= Gaius Fidiculanius Falcula =

Roman senator

Gaius Fidiculanius Falcula (fl. around 70 BCE) was a senator of the late Roman Republic, of the gens Fidiculania. He is known only from the speeches of Cicero.

In 74 BCE, Falcula was one of the judges at the trial of Statius Albius Oppianicus, who was accused of attempting to poison his stepson, Aulus Cluentius Habitus. Falcula was involved in the general indignation that attended the conviction of Oppianicus. The majority of judges who condemned Oppianicus was very small. Falcula was accused by the tribune, Lucius Quintius, of having been illegally balloted into the concilium by Gaius Verres, at that time city praetor, for the express purpose of convicting Oppianicus, of voting out of his proper decuria, of giving sentence without hearing the evidence, of omitting to apply for an adjournment of the proceedings, and of receiving 40,000 sesterces as a bribe from the prosecutor, Cluentius. He was, however, acquitted, since his trial did not take place until after the excitement that followed Oppianicus's verdict, the Judicium Albianum, had in some measure subsided.

But eight years later, in 66 BCE, Falcula was again brought to public notice by Cicero, in his defence of Cluentius, Pro Cluentio. After recapitulating the circumstances of the Judicium Albianum, Cicero asks, if Falcula were innocent, who in the concilium at Oppianicus's trial could be guilty? This equivocal plea inferred, without asserting, the guilt of Falcula, in 74 BCE. In his defence of A. Caecina, in 69 BCE, Cicero ushers in the name of Falcula, a witness against the accused, with ironical pomp, and proceeds to point out gross inconsistencies in Falcula's evidence.

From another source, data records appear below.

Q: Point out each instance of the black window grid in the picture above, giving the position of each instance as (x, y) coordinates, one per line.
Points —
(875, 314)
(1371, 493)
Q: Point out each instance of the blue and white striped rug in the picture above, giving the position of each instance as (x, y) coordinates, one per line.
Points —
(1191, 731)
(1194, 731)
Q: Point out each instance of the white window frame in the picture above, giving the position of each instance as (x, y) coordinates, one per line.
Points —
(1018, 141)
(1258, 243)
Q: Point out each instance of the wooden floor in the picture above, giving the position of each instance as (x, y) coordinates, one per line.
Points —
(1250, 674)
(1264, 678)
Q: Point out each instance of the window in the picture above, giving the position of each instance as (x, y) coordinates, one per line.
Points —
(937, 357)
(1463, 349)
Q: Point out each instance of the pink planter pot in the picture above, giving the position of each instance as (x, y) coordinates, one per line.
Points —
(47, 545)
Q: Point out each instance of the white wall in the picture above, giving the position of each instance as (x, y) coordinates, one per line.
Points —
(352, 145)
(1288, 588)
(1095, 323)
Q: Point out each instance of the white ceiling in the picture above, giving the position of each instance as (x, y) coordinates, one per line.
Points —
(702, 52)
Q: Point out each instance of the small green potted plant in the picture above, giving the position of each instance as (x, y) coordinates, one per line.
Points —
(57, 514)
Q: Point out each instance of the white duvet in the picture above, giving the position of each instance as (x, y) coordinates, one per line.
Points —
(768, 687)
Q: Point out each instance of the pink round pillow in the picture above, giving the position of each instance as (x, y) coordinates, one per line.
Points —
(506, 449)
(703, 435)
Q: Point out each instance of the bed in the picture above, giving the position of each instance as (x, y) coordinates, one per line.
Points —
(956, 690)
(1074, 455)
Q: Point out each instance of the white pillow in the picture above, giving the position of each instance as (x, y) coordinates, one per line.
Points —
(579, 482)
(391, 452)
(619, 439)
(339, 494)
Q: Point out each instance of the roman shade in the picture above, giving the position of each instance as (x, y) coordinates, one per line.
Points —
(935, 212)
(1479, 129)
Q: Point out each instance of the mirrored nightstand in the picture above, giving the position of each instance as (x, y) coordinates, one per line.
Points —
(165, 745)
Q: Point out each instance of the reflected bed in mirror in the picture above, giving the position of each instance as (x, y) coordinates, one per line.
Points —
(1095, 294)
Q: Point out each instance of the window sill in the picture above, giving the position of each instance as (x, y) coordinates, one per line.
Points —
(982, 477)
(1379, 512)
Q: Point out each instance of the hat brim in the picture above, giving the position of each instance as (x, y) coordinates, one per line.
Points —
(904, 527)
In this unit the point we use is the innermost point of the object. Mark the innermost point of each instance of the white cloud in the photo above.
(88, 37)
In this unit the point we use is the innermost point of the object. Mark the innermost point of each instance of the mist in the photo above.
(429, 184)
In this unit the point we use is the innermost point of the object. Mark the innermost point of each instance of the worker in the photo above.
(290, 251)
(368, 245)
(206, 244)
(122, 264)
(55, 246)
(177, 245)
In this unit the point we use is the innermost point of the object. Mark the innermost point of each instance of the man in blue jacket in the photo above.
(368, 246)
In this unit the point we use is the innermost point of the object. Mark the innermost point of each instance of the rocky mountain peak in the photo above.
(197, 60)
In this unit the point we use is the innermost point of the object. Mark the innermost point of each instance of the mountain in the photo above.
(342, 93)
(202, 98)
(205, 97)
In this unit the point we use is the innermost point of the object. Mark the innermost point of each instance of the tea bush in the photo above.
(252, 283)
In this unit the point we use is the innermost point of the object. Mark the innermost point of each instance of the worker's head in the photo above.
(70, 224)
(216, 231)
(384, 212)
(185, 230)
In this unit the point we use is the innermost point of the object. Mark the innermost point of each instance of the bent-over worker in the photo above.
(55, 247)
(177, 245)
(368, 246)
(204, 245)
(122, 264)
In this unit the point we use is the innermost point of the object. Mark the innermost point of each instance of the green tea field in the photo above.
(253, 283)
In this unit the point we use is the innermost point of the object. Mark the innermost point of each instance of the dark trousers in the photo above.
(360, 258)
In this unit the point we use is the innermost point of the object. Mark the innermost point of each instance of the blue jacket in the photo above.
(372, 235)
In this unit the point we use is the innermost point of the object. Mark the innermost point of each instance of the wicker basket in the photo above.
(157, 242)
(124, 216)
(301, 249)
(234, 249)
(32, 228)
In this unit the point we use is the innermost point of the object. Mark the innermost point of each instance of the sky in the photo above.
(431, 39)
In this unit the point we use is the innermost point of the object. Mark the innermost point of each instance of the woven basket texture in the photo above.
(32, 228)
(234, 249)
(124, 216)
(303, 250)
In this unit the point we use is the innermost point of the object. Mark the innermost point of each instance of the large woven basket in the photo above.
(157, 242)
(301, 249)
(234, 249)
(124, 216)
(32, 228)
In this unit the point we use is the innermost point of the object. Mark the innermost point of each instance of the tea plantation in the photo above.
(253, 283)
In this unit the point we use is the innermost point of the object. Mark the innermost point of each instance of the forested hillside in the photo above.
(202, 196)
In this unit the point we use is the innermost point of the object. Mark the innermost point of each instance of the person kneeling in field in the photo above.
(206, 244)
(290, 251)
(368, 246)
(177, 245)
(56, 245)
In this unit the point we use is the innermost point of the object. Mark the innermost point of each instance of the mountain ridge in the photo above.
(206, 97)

Great uncertainty is thrown over the history of Falcula by the circumstance that it suited Cicero to represent at different times, in different lights, the Judicium Albianum. When Cicero was pleading against Verres, Oppianicus was unjustly condemned, and Falcula was an illegal corrupt judge. When he defended Cluentius, it was necessary to soften the details of the Judicium Albianum. But when he spoke for Caecina, it was his interest to direct public feeling against Falcula.